El Pompón levantó su carita triste. “¡He perdido mi pan!”, dijo. “¡Mi pan de hamburguesa especial! Es el Pan Arcoíris, que solo sale una vez al año. Sin él, no puedo hacer mi Hamburguesa de la Felicidad. ¡Y hoy es el día de la Hamburguesa de la Felicidad!”. Lola miró al Pompón, que parecía tan desanimado como un globo sin aire. “¿Un pan arcoíris? ¡Eso suena muy difícil de encontrar!”, pensó Lola en voz alta. El parque era muy, muy grande. ¿Dónde podría estar un pan así?

“Es un pan muy especial”, explicó Pompón, secándose una lagrimita con una patita. “Solo crece en el jardín de las Siete Semillas, detrás de la gran encina con la puerta secreta. Pero yo soy muy pequeño y no sé si puedo ir solo”. Lola sintió un poquito de duda. El jardín de las Siete Semillas sonaba un poco lejos, y una puerta secreta… ¿podría encontrarla?
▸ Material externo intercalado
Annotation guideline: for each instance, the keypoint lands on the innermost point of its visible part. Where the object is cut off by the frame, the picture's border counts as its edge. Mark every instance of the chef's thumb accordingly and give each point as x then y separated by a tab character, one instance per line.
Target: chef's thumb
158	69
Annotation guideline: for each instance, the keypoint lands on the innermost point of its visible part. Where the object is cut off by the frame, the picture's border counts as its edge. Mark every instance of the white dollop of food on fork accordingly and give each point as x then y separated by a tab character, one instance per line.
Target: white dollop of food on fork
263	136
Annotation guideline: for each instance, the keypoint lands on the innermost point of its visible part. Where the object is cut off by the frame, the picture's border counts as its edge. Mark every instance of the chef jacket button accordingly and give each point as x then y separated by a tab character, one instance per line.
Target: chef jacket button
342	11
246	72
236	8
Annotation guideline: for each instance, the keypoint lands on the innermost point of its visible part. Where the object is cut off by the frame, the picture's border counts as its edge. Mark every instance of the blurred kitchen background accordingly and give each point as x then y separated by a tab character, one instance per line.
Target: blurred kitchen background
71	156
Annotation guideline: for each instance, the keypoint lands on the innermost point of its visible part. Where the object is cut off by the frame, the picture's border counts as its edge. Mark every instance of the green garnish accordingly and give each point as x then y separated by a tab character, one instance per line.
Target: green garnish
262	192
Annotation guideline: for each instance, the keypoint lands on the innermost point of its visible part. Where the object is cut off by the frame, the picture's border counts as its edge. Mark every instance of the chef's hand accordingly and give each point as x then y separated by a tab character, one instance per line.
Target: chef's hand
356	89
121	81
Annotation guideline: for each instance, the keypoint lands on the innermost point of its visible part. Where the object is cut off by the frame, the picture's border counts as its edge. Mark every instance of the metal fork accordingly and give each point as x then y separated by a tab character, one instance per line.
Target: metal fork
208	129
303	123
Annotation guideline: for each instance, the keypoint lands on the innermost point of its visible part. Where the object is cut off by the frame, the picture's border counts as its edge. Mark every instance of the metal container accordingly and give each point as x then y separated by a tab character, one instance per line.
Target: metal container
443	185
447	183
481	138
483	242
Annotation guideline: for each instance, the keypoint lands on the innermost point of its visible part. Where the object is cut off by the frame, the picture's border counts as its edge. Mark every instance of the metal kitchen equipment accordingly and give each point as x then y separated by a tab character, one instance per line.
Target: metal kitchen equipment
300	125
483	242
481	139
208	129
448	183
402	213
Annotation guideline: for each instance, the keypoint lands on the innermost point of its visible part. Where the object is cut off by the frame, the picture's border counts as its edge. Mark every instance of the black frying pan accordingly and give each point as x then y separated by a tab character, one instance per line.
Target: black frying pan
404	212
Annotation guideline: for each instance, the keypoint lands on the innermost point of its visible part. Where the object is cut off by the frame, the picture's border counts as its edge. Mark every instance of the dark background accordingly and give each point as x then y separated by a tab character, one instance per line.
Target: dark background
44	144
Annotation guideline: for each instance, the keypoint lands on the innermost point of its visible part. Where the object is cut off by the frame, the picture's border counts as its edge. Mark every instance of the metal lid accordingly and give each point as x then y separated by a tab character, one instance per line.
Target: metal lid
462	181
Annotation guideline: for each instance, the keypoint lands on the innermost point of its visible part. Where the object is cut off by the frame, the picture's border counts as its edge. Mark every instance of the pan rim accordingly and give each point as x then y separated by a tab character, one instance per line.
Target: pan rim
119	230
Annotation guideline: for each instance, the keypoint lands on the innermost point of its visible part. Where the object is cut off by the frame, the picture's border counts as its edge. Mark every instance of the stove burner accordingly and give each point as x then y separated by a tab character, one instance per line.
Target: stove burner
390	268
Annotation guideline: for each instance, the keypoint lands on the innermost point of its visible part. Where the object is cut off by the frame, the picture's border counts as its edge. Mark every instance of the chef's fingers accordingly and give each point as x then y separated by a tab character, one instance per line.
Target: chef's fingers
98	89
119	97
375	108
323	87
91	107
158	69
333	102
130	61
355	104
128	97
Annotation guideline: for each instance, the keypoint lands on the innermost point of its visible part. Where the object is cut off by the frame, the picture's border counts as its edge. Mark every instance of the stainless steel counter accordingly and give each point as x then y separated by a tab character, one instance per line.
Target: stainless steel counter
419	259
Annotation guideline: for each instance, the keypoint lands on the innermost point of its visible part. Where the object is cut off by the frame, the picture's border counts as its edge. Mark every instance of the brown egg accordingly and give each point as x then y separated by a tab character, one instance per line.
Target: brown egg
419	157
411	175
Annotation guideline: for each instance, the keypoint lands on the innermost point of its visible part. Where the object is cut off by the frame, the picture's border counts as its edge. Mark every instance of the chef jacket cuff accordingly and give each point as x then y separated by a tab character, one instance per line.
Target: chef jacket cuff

Era un sitio que no conocía. “Pero… ¿y si no lo encuentro?”, pensó Lola, con una pizca de miedo en la barriga. Miró al Pompón y sus ojos tristes.

Lola respiró hondo, llenando sus pulmones de aire fresco. Se puso de pie y puso sus manos en las caderas. “¡No pasa nada, Pompón!”, dijo Lola, con una sonrisa valiente. “¡Lo intentaré! ¡Sé que puedo hacerlo!”. Y le tendió su mano. Pompón, con un salto, se agarró a su dedo. Juntos, fueron hacia la gran encina que Pompón le había señalado. Lola caminó alrededor del tronco, buscando. “¡Aquí está!”, exclamó Lola, señalando una pequeña puerta de madera, casi escondida entre las raíces. ¡Era una puerta de verdad!

Con un “¡Cric!” suave, la puerta se abrió a un jardín brillante. Había plantas pequeñas con semillas de todos los colores: rojas, azules, amarillas… ¡Qué bonito! Lola tenía que encontrar la semilla del pan arcoíris. Pompón, emocionado, señaló una semilla que brillaba con todos los colores del arcoíris a la vez. “¡Es esa! ¡Plantémosla!”, chilló Pompón. Lola, con mucho cuidado, la tomó entre sus dedos. Con sus manitas, hizo un agujerito en la tierra suave. “¡Chof! ¡Chof!”, dijo mientras la ponía. Después, la cubrió con tierra.

De repente, ¡Plaf! De la tierra brotó un pan de hamburguesa redondo y suave, con franjas de colores. ¡Era el Pan Arcoíris! Pompón dio un salto de alegría. “¡Lo hemos logrado, Lola! ¡Lo hemos logrado!”. Lola se sintió orgullosa. Una sonrisa grande se dibujó en su cara. “¡Con un poquito de confianza, todo es posible!”, dijo Lola, y Pompón asintió con la cabeza, muy feliz. El sol empezó a bajar, pintando el cielo de naranja y rosa, como un algodón de azúcar gigante.

Lola se despidió de Pompón, que ya estaba pensando en su Hamburguesa de la Felicidad. Lola caminó de vuelta a casa, sintiendo el aire fresco en la cara. Estaba cansada, pero muy feliz. Se metió en su cama suave. El día había sido una aventura. Cierra los ojos. Piensa en el pan arcoíris. ¡Shhh! Lola duerme. Muy profundo.